I must be more naive than I'd hoped, but what about those who aren't in that bracket? Is it just that the media, no more than the politicians you describe, are determined not to have these issues aired? I see the Greens are there - http://ttip2016.eu/blog/id-30-reasons-why-greens-oppose-ttip.html (and here's a petition readers can sign if they want - http://ttip2016.eu/qa.html).

As usual a major problem is lack of expertise - I look at their "explanations" and immediately want to be elsewhere.


(Brian Milne) #4

Leading politicians are seldom 'ordinary' people. Many tend to have their finger in a very big pie already.
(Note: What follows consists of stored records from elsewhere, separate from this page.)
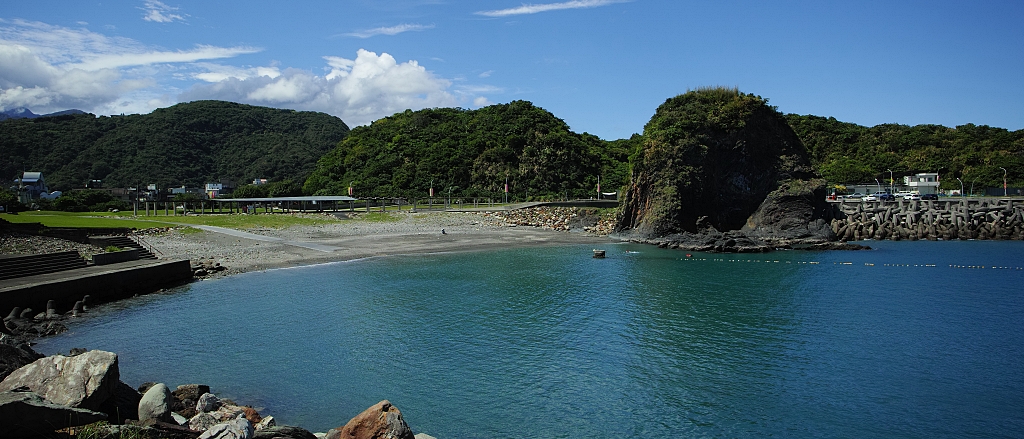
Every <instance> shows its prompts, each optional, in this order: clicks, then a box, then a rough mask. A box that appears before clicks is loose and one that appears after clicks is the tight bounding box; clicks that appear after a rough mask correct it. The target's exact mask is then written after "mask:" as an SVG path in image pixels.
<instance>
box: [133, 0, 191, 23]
mask: <svg viewBox="0 0 1024 439" xmlns="http://www.w3.org/2000/svg"><path fill="white" fill-rule="evenodd" d="M139 9H142V10H143V11H145V13H144V14H143V15H142V19H144V20H146V21H156V23H171V21H184V19H185V17H184V16H182V15H181V14H179V13H174V11H175V10H178V8H176V7H170V6H168V5H166V4H164V3H163V2H159V1H157V0H146V1H145V5H144V6H142V7H140V8H139Z"/></svg>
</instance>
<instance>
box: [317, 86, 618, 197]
mask: <svg viewBox="0 0 1024 439" xmlns="http://www.w3.org/2000/svg"><path fill="white" fill-rule="evenodd" d="M634 141H635V139H632V140H617V141H613V142H606V141H604V140H601V139H599V138H597V137H596V136H593V135H590V134H586V133H584V134H577V133H573V132H571V131H569V129H568V126H567V125H566V124H565V123H564V122H563V121H562V120H560V119H558V118H555V117H554V115H552V114H550V113H548V112H547V111H545V109H543V108H540V107H537V106H535V105H534V104H532V103H530V102H527V101H521V100H520V101H513V102H510V103H507V104H497V105H490V106H485V107H482V108H479V109H474V111H469V109H461V108H431V109H421V111H418V112H412V111H407V112H404V113H399V114H396V115H393V116H390V117H387V118H384V119H381V120H378V121H376V122H374V123H373V124H371V125H369V126H365V127H356V128H354V129H353V130H352V131H351V133H350V134H349V136H348V137H346V138H345V140H343V141H342V142H341V143H340V144H339V145H338V147H337V148H335V149H334V150H332V151H331V152H329V153H328V155H327V156H325V157H324V159H322V160H321V161H319V163H318V164H317V165H316V169H315V170H314V171H313V173H312V174H311V175H310V176H309V178H308V179H307V180H306V183H305V186H304V187H303V191H304V192H305V193H308V194H342V193H346V191H347V188H348V186H349V184H351V185H352V186H353V187H354V189H355V194H356V195H361V196H426V194H427V193H428V190H429V188H430V185H431V181H433V187H434V189H435V193H437V194H438V195H439V194H440V193H442V192H443V193H445V194H446V193H447V190H449V188H451V189H452V193H453V194H458V195H468V196H494V197H501V196H502V194H501V193H502V190H503V187H504V184H505V181H506V179H507V180H508V183H509V190H510V192H511V193H512V194H513V195H514V196H515V197H516V199H518V200H523V199H525V197H526V196H529V197H530V199H535V200H537V199H546V197H547V199H561V197H564V196H566V195H568V196H569V197H577V196H593V195H594V194H596V186H597V180H598V177H599V176H600V178H601V185H602V190H605V191H611V190H617V189H618V188H620V187H621V186H623V185H624V184H625V183H626V181H627V180H628V178H629V177H628V168H627V158H628V155H629V152H630V150H631V149H632V148H633V146H632V143H633V142H634Z"/></svg>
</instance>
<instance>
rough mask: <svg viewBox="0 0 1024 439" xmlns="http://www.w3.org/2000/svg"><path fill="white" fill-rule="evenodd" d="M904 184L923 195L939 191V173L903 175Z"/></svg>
mask: <svg viewBox="0 0 1024 439" xmlns="http://www.w3.org/2000/svg"><path fill="white" fill-rule="evenodd" d="M903 184H904V185H905V186H906V187H907V189H908V190H910V191H915V192H918V193H920V194H922V195H924V194H927V193H939V174H938V173H928V172H926V173H922V174H914V175H908V176H906V177H903Z"/></svg>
Plenty of them are also very busy lining up their post-political career 'advising' or consulting for large corporations, banks and other money spinning concerns. Indeed, we often get to hear how their family's money was earned, what they have interests, shares, directorships and whatsoever in and there we find their raison d'être for supporting the TTIP, TAFTA, TPP and other means by which corporate lawyers will work to enrich their employers, thus themselves as a result, completely subordinate economic democracy to corporate interests and leave us paying the bills ultimately, to enrich them all the more.


(Margaret Schooling) #5

What I can't figure out is why governments everywhere are happy to sign up to this. Surely it means they'll become redundant.


(Brian Milne) #6

Yes, exactly David, whilst representatives of major corporations apparently have free access in order to have it checked by their legal teams!


(David GAY) #7

Given even German members of Parliament are only allowed limited access to the draft Treaty and only,I think, two hours to study a lengthy document, are not allowed to make notes etc, it would seem s there is a certain democratic deficit in this process.